Подойдя к роялю, я увидел, что на нем и в самом деле лежит газета, но как она сюда попала, я предположить не мог. Честно говоря, меня уже мало что удивляло.
— Читай, — сказал Константин Константинович.
То, что было написано в «Известиях» я не забуду никогда. Я приступил к чтению вслух: «… июня 20.. года, около трех часов ночи по московскому времени, скорый поезд №696 Санкт-Петербург-Адлер, в результате столкновения с автобусом «Икарус» на железнодорожном переезде сошел с рельсов. Точное число погибших устанавливается, но становится совершенно ясно, что их более пятидесяти человек. Достоверно известно, что в автобусе находилось семнадцать детей, троим из которых не исполнилось и трех лет…» На этой же странице были фотографии нашего поезда.
Закончив читать, я застыл, как застывают шизофреники, и уставился в улыбающиеся глаза Константина Константиновича.
— Что скажешь, Герман?
— Ч-ч-что же это п-получается — заикался я, — мы все погибли?
— Получается так. Но это только с одной стороны, а с другой — мы вроде бы и живы, — улыбнулся он.

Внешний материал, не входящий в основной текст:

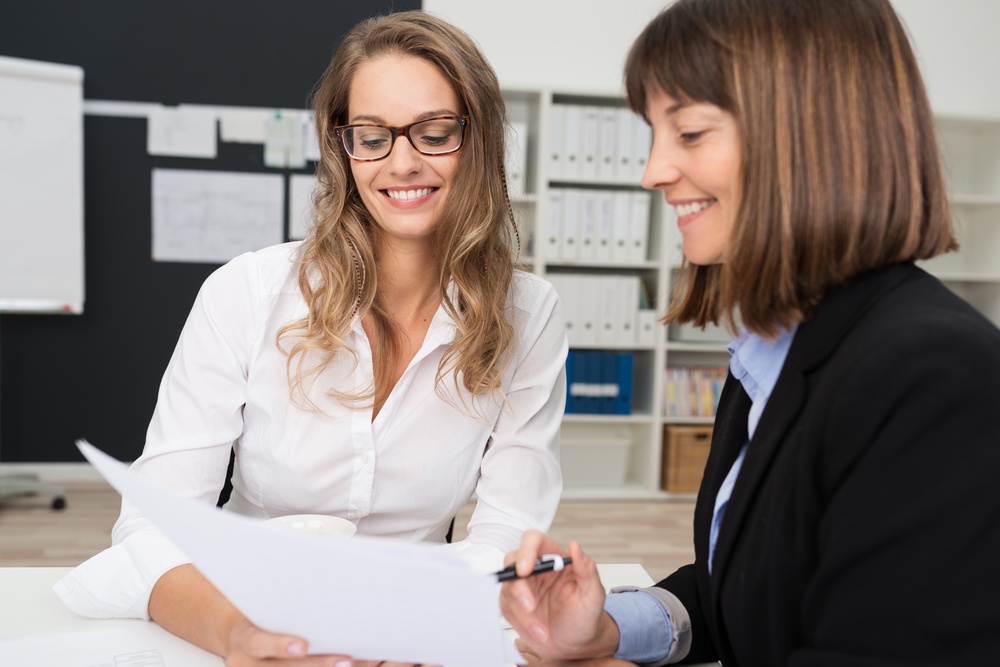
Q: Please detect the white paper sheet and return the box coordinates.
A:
[77,441,519,667]
[288,174,316,241]
[0,623,223,667]
[152,169,285,263]
[146,106,218,158]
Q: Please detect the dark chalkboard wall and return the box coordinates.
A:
[0,0,420,463]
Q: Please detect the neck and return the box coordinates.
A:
[378,239,441,326]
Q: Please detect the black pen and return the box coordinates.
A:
[495,554,573,583]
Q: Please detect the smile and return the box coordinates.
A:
[674,199,718,218]
[383,188,437,201]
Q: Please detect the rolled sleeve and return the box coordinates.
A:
[604,587,691,665]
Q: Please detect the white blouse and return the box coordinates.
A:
[55,243,567,618]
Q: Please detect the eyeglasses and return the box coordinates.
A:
[333,116,469,162]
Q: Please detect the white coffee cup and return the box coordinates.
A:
[264,514,358,537]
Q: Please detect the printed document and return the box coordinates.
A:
[77,441,523,667]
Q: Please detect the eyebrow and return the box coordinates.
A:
[667,102,690,116]
[350,109,461,125]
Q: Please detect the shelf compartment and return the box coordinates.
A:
[937,116,1000,197]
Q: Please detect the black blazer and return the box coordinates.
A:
[657,264,1000,667]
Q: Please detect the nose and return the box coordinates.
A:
[642,132,681,190]
[386,136,422,174]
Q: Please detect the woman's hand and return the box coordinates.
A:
[226,618,350,667]
[500,531,619,660]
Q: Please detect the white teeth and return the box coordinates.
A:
[674,199,715,218]
[385,188,431,200]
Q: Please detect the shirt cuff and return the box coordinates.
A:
[53,529,190,620]
[604,586,691,666]
[604,591,674,663]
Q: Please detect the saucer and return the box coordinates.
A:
[264,514,358,537]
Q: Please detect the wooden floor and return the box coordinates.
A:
[0,481,694,579]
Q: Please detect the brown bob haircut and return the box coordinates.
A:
[625,0,957,336]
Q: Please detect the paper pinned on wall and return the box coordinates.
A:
[146,106,217,159]
[152,169,285,264]
[219,107,274,144]
[288,174,316,241]
[77,441,523,667]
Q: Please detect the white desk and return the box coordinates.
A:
[0,564,653,667]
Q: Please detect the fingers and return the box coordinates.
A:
[226,619,356,667]
[508,530,566,577]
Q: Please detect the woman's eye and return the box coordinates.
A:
[420,134,450,146]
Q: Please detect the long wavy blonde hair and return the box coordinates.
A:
[277,11,517,404]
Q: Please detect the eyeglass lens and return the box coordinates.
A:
[342,118,462,160]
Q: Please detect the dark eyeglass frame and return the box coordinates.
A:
[333,116,470,162]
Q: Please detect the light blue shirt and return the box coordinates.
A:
[604,329,795,663]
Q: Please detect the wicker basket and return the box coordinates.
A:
[660,426,712,493]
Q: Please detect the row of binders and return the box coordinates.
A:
[547,103,652,185]
[544,188,652,264]
[545,273,657,347]
[566,350,635,415]
[663,367,728,417]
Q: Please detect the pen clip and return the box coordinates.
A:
[538,554,566,572]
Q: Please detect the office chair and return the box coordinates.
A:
[0,474,66,510]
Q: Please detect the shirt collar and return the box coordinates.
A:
[728,327,797,400]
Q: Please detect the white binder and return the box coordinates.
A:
[611,191,632,264]
[597,107,618,181]
[558,104,583,181]
[588,276,621,345]
[545,104,566,180]
[558,188,580,261]
[577,190,600,262]
[594,190,615,262]
[631,114,653,183]
[580,106,601,181]
[614,108,635,183]
[567,275,601,346]
[504,121,528,199]
[615,275,639,345]
[629,192,651,262]
[542,188,563,260]
[635,309,660,345]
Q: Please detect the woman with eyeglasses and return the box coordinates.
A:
[57,12,567,665]
[501,0,1000,667]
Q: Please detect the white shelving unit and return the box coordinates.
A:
[923,115,1000,332]
[504,89,728,499]
[505,88,1000,499]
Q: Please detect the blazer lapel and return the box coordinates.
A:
[698,264,919,592]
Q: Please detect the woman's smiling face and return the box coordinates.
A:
[347,55,463,250]
[642,91,741,264]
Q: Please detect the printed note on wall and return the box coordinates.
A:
[152,169,285,263]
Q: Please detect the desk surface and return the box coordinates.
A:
[0,564,672,667]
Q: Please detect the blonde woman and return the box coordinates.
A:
[58,12,567,665]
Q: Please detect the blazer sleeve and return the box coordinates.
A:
[789,312,1000,667]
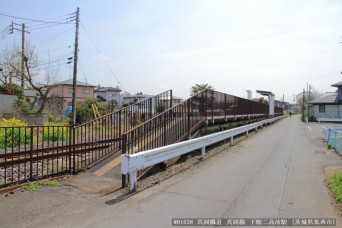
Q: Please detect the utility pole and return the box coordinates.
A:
[21,23,25,91]
[11,21,29,91]
[72,7,80,126]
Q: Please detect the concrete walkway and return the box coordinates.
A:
[0,117,342,227]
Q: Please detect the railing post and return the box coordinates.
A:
[69,126,73,173]
[170,90,172,108]
[118,110,122,149]
[210,90,214,124]
[223,94,228,122]
[188,98,192,139]
[121,134,127,188]
[72,125,76,175]
[163,113,168,146]
[129,171,137,192]
[201,147,205,159]
[29,126,34,180]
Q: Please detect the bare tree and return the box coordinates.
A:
[3,44,59,113]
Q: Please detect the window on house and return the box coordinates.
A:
[82,89,90,94]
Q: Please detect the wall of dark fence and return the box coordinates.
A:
[122,90,282,154]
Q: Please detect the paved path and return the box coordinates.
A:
[0,117,342,227]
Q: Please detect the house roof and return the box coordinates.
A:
[95,87,121,92]
[310,92,338,104]
[331,81,342,87]
[59,79,96,87]
[257,90,274,96]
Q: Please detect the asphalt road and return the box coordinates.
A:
[0,117,342,227]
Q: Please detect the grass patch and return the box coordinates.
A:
[328,173,342,203]
[21,180,61,191]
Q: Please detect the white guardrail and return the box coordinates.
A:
[121,116,283,191]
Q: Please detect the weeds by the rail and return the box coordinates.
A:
[21,180,61,191]
[328,173,342,203]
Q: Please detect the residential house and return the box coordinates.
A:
[159,96,182,107]
[122,94,153,104]
[49,79,96,110]
[310,81,342,119]
[94,87,122,107]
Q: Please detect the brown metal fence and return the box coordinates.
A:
[0,90,172,187]
[122,90,282,154]
[122,90,283,185]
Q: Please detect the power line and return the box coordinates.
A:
[35,27,73,47]
[80,22,123,89]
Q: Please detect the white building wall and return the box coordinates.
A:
[314,105,342,118]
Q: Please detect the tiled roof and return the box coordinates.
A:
[95,87,121,92]
[59,79,96,87]
[310,92,338,104]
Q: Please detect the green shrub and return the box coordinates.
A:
[328,173,342,203]
[43,122,69,142]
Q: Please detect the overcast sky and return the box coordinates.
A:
[0,0,342,101]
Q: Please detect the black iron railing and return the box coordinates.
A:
[122,90,283,185]
[0,90,172,187]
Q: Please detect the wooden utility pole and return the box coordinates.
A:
[11,21,29,92]
[72,7,80,126]
[21,23,25,89]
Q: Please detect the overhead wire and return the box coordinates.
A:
[35,27,73,47]
[0,12,75,24]
[80,22,123,89]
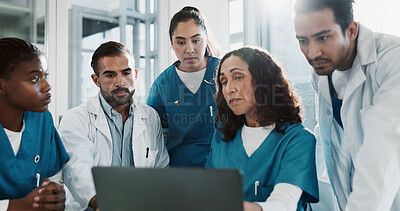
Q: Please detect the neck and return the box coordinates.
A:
[112,102,132,123]
[0,102,24,132]
[245,115,261,127]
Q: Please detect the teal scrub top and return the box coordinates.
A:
[0,111,69,200]
[146,57,219,167]
[207,123,319,210]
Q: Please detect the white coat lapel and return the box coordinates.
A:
[132,105,149,140]
[318,76,332,105]
[87,95,112,146]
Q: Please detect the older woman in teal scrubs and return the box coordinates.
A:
[207,47,318,210]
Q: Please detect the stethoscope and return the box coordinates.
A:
[33,155,40,187]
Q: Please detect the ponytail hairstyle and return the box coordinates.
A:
[169,6,219,57]
[0,37,43,78]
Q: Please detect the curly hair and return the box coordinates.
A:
[215,47,301,141]
[0,37,43,78]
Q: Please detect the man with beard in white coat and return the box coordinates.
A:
[294,0,400,211]
[59,41,169,209]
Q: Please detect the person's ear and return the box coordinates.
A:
[0,78,6,95]
[346,21,358,41]
[91,74,100,87]
[169,40,175,50]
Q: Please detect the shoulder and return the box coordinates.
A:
[281,122,316,144]
[62,98,100,125]
[135,101,159,119]
[153,64,175,85]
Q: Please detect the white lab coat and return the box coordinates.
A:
[59,96,169,210]
[312,24,400,211]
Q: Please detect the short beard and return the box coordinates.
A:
[308,43,349,75]
[100,88,135,108]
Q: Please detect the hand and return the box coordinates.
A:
[89,196,100,211]
[243,201,262,211]
[8,178,65,211]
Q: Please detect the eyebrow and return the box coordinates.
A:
[296,29,332,39]
[103,67,132,75]
[175,34,201,40]
[28,70,42,75]
[219,67,244,76]
[311,29,332,37]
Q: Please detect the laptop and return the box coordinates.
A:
[92,167,243,211]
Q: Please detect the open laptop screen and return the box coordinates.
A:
[92,167,243,211]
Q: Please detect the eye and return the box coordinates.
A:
[317,36,328,41]
[32,75,39,83]
[220,79,228,86]
[298,39,307,45]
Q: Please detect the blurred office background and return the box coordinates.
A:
[0,0,400,130]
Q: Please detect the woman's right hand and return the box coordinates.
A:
[8,178,65,211]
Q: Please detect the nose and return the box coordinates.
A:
[115,74,125,87]
[41,80,51,93]
[308,42,322,59]
[186,42,194,54]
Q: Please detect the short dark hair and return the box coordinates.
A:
[90,41,131,76]
[215,47,301,141]
[169,6,219,56]
[0,37,43,78]
[294,0,354,34]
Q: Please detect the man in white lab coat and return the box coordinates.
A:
[59,41,169,209]
[294,0,400,211]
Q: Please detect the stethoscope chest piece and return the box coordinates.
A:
[33,155,40,163]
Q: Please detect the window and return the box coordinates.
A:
[259,0,316,130]
[0,0,46,51]
[229,0,244,50]
[68,0,158,108]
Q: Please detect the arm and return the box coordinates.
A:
[346,47,400,211]
[151,109,169,167]
[146,79,168,141]
[253,183,303,211]
[59,110,96,209]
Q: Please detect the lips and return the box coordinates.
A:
[111,88,129,97]
[229,98,241,105]
[309,58,330,69]
[42,93,51,104]
[185,57,196,62]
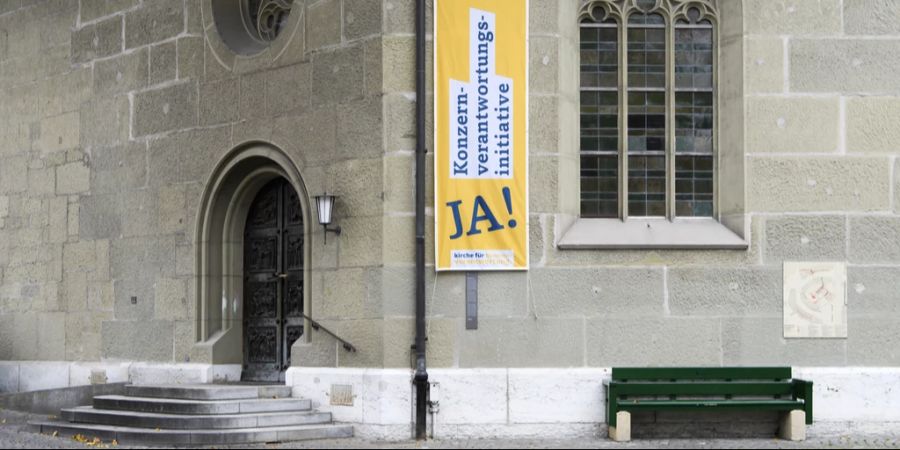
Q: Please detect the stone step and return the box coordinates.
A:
[29,421,353,446]
[94,395,312,415]
[125,384,291,401]
[60,406,331,430]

— Как же это в-возможно, Константин К-константинович? — спросил я и немного пошатнулся на ногах.
— Все очень просто, я же тебе объяснял. Не хочу сейчас об этом. Хочу насладиться минутой. Уж прости. Мне совершенно не жаль тех, кто погиб. Если бы ты верил в мою теорию, Герман, тебе бы тоже не пришлось расстраиваться. Ведь если мы живы, вполне возможно, что живы и все остальные. Только где они теперь, разве поймаешь кучку душ в бесконечности пространства. Живут, быть может, уже другой жизнью, а кто-то слился с тем, кто его породил. Все возможно… Ну, ты не грусти, я покажу тебе нечто для тебя замечательное. Ты согласен? А впрочем, это не важно, я все равно тебе покажу… Тебе понравится. Закрой глаза…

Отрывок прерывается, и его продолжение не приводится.